Bible Q&A: Does the Bible Define the Trinity?
What does Scripture actually say about God existing in three persons?
In this column, scripture scholar Ben Witherington responds to three related questions from Beliefnet users:
The Trinity is not really mentioned in the Old Testament. The angel of the Lord is just that--an angel. The angel of the Lord is a special representative or messenger of God to God's people, and according to the ancient concept of agency, he could be considered to be the Lord who sent them, and was to be treated as if he were the one who sent him.
According to Christian doctrine, there was no incarnation of Jesus prior to the Incarnation. This is not to say that the divine son of God was not involved in creation and other things prior to his taking on flesh in Mary's womb; it is simply to make clear that he was no mere angel of the Lord, nor did he manifest himself in some observable form prior to the Incarnation.

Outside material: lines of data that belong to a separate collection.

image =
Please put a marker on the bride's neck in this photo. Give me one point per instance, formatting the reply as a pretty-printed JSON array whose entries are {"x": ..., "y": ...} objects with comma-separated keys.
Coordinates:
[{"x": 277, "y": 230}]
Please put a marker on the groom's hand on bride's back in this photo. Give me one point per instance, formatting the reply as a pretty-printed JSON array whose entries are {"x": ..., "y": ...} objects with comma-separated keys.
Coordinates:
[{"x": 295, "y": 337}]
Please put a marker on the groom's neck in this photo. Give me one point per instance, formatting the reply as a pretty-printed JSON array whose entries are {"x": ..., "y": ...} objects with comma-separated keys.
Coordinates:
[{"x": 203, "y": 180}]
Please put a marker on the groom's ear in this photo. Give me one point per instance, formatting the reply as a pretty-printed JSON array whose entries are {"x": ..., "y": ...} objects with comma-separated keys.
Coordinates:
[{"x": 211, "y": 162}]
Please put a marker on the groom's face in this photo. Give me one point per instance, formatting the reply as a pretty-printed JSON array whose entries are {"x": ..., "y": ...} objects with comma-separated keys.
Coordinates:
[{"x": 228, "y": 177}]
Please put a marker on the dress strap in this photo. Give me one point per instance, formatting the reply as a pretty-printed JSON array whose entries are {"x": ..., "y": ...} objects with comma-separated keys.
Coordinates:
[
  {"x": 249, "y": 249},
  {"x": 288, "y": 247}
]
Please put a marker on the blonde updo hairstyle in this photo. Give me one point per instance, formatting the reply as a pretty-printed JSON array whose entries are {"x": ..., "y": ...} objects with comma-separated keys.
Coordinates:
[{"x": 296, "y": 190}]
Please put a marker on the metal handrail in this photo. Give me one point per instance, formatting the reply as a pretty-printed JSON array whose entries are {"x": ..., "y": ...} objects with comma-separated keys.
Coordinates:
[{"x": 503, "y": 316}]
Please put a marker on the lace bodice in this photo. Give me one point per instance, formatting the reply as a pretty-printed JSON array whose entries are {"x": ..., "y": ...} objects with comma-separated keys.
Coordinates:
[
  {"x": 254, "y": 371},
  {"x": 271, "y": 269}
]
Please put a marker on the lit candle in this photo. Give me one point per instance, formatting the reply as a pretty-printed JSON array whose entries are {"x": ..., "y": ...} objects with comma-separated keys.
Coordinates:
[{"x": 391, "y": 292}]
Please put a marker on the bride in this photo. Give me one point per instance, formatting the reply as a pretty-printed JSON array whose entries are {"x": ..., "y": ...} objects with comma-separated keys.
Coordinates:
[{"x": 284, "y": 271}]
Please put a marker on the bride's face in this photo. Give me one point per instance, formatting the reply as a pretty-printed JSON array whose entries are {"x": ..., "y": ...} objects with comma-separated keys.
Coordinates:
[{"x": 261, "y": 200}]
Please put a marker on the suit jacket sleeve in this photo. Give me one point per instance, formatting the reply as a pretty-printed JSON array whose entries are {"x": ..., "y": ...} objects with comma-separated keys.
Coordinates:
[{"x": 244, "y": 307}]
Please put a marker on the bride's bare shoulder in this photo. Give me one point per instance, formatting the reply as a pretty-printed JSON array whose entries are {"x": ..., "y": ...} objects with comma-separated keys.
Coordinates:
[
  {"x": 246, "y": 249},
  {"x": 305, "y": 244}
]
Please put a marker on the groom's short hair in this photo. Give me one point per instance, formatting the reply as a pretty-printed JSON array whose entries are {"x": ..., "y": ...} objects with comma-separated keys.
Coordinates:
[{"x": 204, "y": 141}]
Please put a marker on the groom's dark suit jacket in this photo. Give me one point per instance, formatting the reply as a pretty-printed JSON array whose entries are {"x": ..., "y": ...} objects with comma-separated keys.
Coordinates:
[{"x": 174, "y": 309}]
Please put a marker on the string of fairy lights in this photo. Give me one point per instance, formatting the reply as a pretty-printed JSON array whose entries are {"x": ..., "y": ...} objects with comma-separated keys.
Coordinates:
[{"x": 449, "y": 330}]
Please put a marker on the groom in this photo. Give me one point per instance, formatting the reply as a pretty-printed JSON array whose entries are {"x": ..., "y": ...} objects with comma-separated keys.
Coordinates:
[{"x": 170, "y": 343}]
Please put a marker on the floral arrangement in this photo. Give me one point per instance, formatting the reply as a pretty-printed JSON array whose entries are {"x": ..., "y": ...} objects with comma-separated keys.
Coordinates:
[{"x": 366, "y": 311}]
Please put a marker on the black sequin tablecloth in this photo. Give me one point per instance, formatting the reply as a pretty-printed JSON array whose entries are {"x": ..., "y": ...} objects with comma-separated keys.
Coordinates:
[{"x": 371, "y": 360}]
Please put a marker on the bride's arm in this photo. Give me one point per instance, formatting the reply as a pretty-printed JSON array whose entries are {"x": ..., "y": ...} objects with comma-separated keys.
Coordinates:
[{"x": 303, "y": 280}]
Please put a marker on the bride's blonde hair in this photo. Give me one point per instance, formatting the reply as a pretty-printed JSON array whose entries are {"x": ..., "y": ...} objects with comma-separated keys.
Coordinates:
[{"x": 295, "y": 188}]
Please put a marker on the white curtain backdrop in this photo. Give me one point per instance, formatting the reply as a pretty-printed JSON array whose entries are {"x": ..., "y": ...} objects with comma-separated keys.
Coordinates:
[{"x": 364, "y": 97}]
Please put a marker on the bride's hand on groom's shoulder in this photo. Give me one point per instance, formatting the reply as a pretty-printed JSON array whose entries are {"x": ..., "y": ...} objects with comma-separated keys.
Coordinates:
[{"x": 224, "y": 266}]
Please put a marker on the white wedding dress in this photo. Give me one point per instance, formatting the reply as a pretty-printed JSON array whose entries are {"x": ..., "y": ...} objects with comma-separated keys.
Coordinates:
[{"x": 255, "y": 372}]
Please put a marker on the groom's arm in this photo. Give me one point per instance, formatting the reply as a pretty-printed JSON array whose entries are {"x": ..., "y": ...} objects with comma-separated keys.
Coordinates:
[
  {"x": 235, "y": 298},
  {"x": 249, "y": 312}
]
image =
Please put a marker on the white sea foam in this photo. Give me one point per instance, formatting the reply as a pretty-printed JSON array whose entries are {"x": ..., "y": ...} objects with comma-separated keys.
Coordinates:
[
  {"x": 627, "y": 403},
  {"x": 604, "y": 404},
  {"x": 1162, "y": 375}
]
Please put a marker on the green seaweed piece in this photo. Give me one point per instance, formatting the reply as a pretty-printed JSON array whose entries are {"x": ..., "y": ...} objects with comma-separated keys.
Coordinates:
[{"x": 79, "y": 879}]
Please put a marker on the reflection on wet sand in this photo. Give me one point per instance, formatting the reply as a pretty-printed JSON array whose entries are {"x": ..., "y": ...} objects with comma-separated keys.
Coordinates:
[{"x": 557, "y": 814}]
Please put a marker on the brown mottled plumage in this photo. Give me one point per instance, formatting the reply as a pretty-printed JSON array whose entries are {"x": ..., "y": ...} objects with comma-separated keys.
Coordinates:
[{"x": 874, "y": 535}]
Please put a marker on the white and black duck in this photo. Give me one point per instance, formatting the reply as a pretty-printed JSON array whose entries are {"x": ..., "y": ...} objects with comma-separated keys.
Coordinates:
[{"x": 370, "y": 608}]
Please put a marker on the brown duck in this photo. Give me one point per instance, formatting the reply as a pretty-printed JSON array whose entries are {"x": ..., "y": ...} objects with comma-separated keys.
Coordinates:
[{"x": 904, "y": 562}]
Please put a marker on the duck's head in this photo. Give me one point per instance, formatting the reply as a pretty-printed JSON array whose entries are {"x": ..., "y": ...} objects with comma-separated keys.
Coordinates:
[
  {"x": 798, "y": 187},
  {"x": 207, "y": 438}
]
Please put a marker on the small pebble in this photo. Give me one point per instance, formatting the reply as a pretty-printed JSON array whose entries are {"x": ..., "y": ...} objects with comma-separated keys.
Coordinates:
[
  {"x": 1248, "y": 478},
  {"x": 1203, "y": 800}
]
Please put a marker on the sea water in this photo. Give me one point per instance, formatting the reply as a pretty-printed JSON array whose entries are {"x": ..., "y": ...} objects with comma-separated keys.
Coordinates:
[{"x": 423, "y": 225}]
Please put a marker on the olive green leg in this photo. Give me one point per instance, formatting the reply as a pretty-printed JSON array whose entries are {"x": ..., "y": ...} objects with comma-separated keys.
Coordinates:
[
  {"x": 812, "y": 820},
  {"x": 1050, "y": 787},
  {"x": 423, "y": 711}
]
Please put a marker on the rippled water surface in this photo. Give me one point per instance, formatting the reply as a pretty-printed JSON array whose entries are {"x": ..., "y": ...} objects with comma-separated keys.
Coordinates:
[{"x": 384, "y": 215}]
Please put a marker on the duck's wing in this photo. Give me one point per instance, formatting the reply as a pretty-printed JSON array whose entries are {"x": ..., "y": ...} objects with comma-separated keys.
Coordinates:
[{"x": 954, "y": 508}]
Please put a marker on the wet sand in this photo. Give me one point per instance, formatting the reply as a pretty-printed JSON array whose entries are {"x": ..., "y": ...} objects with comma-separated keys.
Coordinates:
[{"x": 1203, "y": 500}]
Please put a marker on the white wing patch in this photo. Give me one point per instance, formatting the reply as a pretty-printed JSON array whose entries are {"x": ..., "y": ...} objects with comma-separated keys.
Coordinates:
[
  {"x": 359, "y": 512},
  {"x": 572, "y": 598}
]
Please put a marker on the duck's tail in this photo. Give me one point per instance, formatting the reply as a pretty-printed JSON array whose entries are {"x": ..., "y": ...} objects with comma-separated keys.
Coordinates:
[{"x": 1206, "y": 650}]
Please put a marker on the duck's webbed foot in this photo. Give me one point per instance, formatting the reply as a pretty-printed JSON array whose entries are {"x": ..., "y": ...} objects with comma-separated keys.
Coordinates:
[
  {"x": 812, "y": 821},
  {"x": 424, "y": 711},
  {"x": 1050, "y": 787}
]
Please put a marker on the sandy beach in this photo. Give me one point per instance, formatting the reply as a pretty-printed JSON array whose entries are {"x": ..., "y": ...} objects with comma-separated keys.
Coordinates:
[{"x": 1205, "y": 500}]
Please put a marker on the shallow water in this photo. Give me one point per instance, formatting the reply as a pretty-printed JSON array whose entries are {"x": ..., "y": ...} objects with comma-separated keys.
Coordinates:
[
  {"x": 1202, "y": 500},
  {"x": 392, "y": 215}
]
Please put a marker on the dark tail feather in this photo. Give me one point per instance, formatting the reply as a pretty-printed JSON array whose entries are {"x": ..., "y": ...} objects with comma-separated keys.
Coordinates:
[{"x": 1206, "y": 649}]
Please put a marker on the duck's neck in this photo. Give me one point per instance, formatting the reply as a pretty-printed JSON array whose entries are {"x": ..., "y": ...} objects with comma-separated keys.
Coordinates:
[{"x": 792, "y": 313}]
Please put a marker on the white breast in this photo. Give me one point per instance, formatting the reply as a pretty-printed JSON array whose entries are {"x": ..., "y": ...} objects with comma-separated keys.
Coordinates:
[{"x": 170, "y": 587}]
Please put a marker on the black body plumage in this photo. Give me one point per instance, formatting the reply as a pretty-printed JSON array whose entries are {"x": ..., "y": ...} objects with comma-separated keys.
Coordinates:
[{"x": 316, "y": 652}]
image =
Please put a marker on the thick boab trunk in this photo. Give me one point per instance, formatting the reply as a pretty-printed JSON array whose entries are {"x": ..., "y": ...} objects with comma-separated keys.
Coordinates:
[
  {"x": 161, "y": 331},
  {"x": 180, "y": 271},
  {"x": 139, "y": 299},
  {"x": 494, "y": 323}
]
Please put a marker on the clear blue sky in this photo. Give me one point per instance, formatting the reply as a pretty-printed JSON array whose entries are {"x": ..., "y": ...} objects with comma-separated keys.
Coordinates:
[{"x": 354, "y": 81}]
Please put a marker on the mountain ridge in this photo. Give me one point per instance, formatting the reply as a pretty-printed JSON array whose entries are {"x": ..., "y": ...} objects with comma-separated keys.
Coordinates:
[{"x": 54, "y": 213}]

Phillippians 2.5-11 should be compared with John 1. Both these texts make clear that the divine Son of God existed before he took on flesh. Indeed, John 1 makes clear he existed before the creation of the universe, and even helped in the creation of the universe. Thus, John 1 makes clear that there are at least two persons in the Godhead. Since elsewhere in the New Testament (see, for example, John 14-17), the Holy Spirit is treated as a person distinct from the Father and the Son, not merely as a force or power of God, there is an implicit assumption that the Spirit is also a person within the Godhead. In Matthew 28, the fact that baptism is done in the name of Father, Son, and Spirit is important for baptism would only be done in God's name.
Notice that Matthew 28.19 does not speak of names plural, but of the name of God (singular) being Father, Son, and Spirit--three persons, one Godhead.
Finally, there is a functional subordination of the Son to the Father, and the Spirit to both the Son and the Father, that leads to statements like we find in John's gospel, where Jesus indicates that he must wait on the leading and guidance of God before acting. The Son acts for the Father and on the basis of the Father's guidance, and the spirit (called another advocate in John 14-17) acts for the Son. There is thus equality of nature and being between Father, Son and Spirit, but functional subordination in terms of how the Trinity works.